Trump’s claim of a partisan press was strengthened when the New Yorker published an accusation of first-degree penis exposure that no one else cited in the article could directly confirm. The New York Times, to its credit, had initially held off on publishing this unsupported allegation. Meanwhile, the New Yorker’s Ronan Farrow concluded of the accuser, “This is not the behavior of someone who is fabricating something.” This judgment substituted for journalistic principles such as the need for multiple sources and corroborating evidence.

The reputation of journalism was weakened when news outlets covered a hostile tweet disputing the details of Kavanaugh’s lost virginity as though it contributed to some broader case. The reputation of journalism was weakened when MSNBC interviewed one woman about her unsupported claims of routine gang rapes in high school attended by Kavanaugh, only to have the accuser walk back many of her accusations.

Speaking of the Kavanaugh nomination, Brian Stelter of CNN observed: “Some individual journalists were, and there were many, many commentators that were lining up against him. And I think the weight of that commentary made it seem like there was a big chunk of the media out to get him, out to take down his nomination. I don’t think editors and bosses in newsrooms were trying to tank his nomination, but I do think there were a lot of individual journalists who were really disturbed by the allegations.”

I was disturbed by the allegations, and said so as a commentator. But I think some editors and bosses in newsrooms did not do enough to prevent the lowering of journalistic standards in service to what many journalists clearly regarded as a good cause. And I don’t think that even commentators should be exempt from standards of basic fairness and civility. It was offensive for CNN political contributor Joan Walsh to tweet of Kavanaugh that “he is a pig and he has to go,” just as it was offensive for Fox News contributor Kevin Jackson to call Kavanaugh’s accusers “lying skanks.” Opinion journalism is not a license for calumny.
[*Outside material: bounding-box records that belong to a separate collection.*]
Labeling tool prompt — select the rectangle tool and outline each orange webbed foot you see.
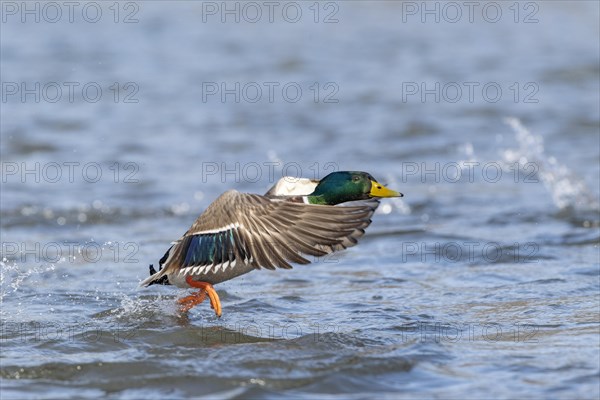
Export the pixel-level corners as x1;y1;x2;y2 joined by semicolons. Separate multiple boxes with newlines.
179;276;221;317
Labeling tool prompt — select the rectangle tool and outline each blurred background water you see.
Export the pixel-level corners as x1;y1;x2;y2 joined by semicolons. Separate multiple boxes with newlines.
0;1;600;399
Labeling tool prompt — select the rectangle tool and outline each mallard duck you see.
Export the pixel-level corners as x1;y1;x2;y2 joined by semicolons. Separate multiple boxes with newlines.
141;171;403;317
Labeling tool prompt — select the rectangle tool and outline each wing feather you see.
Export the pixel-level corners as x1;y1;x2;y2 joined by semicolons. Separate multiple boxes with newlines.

It is easy to say that Twitter is poison (which it can be). But the deeper problem lies in the answer to a deeper question: Is journalism a profession that serves the public by maintaining high standards, or is it a social construct that should be redesigned to directly serve certain social goods? Some argue that all journalism involves bias, either hidden or revealed. But it is one thing to say that objectivity and fairness are ultimately unreachable. It is another to cease grasping for them. That would be a world of purely private truths, in which the boldest liars and demagogues would thrive.